Recent research in Maine, Norway and Sweden found high levels of various PFAS chemicals in the snow where ski-racing events were held, Wazlawik said.
“We all know that PFAS is very mobile,” she said. “Eventually, the snow will melt, and that water from the snow can move through the ground and transport that PFAS through the ground into groundwater.”
The bills face opposition from chemical manufacturers and industry groups, who say they're too broad.
Tony Kwilas, environmental policy director for the Minnesota Chamber of Commerce, told the committee that there are more than 4,000 different PFAS, and not all have adverse effects.
PFAS have thousands of uses, including in medical devices, automobiles, airplanes, solar panels and cellphones, Kwilas said, and not all have approved alternatives.
“I don't think this can be solved at the local or state level, or by banning individual products.” he said.
Republican Rep.

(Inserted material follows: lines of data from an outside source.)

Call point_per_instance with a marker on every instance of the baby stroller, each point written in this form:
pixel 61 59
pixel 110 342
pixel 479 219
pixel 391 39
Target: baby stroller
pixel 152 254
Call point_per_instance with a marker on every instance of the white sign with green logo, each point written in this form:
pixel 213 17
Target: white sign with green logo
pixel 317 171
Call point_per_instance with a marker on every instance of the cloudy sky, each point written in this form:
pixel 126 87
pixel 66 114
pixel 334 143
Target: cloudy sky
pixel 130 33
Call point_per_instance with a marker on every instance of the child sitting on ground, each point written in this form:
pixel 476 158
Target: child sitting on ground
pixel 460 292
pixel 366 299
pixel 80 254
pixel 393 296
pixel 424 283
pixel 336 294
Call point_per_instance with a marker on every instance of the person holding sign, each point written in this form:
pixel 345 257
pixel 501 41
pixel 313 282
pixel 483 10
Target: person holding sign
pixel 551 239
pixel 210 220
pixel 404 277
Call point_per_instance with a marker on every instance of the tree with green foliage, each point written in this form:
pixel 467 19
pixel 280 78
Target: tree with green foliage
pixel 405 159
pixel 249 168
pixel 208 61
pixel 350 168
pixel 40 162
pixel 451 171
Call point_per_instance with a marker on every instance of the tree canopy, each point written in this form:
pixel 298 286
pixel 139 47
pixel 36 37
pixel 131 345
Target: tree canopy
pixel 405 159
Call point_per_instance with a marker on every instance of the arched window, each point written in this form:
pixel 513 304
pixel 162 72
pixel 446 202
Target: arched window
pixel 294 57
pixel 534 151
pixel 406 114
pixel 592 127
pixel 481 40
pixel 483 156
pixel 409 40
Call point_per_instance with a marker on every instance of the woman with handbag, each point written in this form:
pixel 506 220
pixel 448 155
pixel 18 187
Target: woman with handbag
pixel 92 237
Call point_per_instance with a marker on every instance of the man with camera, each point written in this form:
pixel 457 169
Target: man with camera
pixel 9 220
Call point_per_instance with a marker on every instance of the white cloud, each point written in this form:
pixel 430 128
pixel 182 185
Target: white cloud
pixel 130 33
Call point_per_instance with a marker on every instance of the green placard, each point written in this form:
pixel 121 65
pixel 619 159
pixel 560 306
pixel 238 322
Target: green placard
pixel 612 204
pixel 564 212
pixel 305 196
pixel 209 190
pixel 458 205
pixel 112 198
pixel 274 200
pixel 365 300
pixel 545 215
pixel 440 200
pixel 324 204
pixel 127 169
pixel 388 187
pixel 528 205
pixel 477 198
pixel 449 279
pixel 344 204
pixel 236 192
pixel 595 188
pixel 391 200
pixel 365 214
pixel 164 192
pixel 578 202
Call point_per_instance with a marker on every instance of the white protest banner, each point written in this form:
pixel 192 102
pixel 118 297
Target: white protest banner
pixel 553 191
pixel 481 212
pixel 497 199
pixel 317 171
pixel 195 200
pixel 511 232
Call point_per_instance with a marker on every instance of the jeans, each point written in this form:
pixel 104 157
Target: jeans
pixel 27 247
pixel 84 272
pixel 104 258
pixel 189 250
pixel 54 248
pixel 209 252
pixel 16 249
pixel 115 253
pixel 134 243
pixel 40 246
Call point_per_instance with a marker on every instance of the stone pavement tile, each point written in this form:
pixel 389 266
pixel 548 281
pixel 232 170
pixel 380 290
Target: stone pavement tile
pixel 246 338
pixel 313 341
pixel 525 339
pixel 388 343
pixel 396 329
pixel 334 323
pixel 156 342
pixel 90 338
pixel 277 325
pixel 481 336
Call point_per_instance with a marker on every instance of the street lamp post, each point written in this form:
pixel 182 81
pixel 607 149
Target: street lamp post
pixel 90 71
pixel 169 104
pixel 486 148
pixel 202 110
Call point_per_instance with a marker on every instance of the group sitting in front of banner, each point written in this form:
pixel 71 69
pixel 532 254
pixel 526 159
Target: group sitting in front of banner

Josh Heintzeman of Nisswa raised questions about businesses facing fines or civil penalties – possibly up to $10,000 a day – if they’re found to have violated the law by distributing or selling products that contain the chemicals.
Heintzeman said many Republicans are concerned about PFAS and believe they are a “dangerous problem,” but feel they should be addressed at the federal level.
“Having a patchwork of law all over the United States – every state passing their list of products that fall into a category that they find to be objectionable or not – seems to be a recipe for disaster,” he said.
Wazlawik said the federal government has been slow to take action on PFAS, and she doesn’t believe Minnesota should wait. She noted that Maine recently passed a broad ban on non-essential uses of PFAS in products.
The bills face an uncertain path in the Senate, where there currently are no companion bills.